About Us

Our Story

It started with feeling like an outsider — even when everyone spoke the same language.

The founder of TE grew up in the UK, then moved to the US as a teenager. Same language, completely different world. Why did people act so differently? Why did social rules that felt obvious back home suddenly make no sense?

After university, searching for something more, he volunteered in Nepal — teaching at a school, living with a homestay family. The experience was incredible. But that familiar feeling returned: Why do I feel so out of place? Why are people behaving in ways I can’t decode?

The homestay was warm. The work was meaningful. But something was missing. No one had taught him how to understand another culture — or even why it felt so hard. There was no framework, no reflection, no education about what he was actually experiencing.

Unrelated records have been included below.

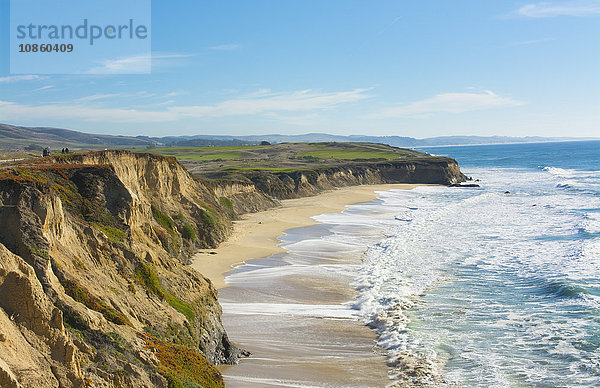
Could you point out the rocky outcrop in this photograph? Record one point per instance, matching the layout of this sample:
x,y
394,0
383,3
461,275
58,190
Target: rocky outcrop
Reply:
x,y
301,183
94,286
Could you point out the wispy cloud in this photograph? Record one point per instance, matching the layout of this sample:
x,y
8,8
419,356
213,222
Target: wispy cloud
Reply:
x,y
530,41
451,103
17,78
267,101
263,102
563,8
140,64
43,88
95,97
226,47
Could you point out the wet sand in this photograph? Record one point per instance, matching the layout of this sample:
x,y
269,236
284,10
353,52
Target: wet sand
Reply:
x,y
255,235
285,309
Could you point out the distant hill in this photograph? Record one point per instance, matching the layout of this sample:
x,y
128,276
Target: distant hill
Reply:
x,y
14,137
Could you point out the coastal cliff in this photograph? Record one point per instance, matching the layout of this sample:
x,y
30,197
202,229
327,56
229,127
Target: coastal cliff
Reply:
x,y
93,276
94,247
307,182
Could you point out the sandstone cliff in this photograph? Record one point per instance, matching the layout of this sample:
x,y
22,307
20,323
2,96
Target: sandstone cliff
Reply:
x,y
306,182
94,290
94,286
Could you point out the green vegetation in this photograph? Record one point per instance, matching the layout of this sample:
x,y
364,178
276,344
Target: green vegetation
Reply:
x,y
147,277
207,218
82,296
181,306
163,220
188,232
238,162
349,154
226,202
183,366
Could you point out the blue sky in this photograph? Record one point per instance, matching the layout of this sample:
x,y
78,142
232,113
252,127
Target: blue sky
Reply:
x,y
408,68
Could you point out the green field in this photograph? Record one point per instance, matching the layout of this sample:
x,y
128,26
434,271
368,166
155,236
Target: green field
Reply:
x,y
284,157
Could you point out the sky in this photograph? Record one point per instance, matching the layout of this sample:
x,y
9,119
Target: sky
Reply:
x,y
379,67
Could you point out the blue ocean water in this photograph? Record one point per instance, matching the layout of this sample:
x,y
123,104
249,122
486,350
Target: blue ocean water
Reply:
x,y
497,286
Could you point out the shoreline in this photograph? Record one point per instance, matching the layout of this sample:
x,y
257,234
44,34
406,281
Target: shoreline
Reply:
x,y
256,235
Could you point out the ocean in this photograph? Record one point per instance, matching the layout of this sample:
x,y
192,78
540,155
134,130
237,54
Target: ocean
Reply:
x,y
496,286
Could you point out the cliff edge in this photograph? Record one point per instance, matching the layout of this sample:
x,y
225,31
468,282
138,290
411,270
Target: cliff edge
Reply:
x,y
95,290
94,286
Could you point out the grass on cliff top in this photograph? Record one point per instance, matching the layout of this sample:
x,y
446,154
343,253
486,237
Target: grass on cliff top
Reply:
x,y
284,157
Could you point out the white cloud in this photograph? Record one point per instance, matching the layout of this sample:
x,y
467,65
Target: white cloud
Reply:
x,y
17,78
43,88
531,41
226,47
267,101
95,97
564,8
263,102
13,112
451,103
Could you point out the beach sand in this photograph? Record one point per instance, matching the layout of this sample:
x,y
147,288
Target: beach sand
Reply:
x,y
294,348
255,235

Then came Thailand. In 2004, a teaching job brought him to Bangkok. And once again, culture became the wall. Learning Thai? Surprisingly manageable. Learning about face? About indirect communication? About greang jai — that untranslatable Thai concept of consideration that shapes every interaction? That was the real challenge. Years passed. Teaching turned into NGO work with refugees and exiles along the border. And still, culture kept getting in the way.

The questions multiplied:

Why are Thais so quick to smile and so slow to anger?
Why are Burmese colleagues so hesitant to say no — even when they mean it?
Why does every conversation feel like it’s being controlled by invisible forces?
Why do decisions take forever, even when everyone seems to agree?

Then, slowly, the fog began to lift. A master’s degree. Stacks of books. Long conversations with Thai colleagues who finally felt comfortable enough to explain what he’d been missing. Piece by piece, it clicked.

His own cultural biases came into focus — assumptions he didn’t know he had. Thai values started to make sense. The things he’d loved about Thailand but couldn’t explain suddenly had reasons. This was a culture built on community over self, harmony over confrontation, relationships over transactions.

But understanding wasn’t enough. Because at the same time, frustration was building.

Traditional NGO funding was broken. Donors on the other side of the world — people who’d never set foot in these communities — were deciding what local people needed. Good intentions, wrong approach. Why wasn’t anyone asking the communities themselves?

Thailand Experiences Foundation was born from these two frustrations colliding.

What if education abroad programs actually taught culture — not just exposed students to it? What if local communities could connect to international support on their own terms? What if reflection and understanding became as important as the experience itself?

The answer couldn’t be another study abroad program. It had to be something different.

Our Approach

From Frustration to Foundation

After years of experiencing these barriers firsthand — as a volunteer, teacher, and NGO worker — the solution became clear. Education abroad programs weren’t failing because Thailand was hard to understand. They were failing because no one was teaching the how and why of culture.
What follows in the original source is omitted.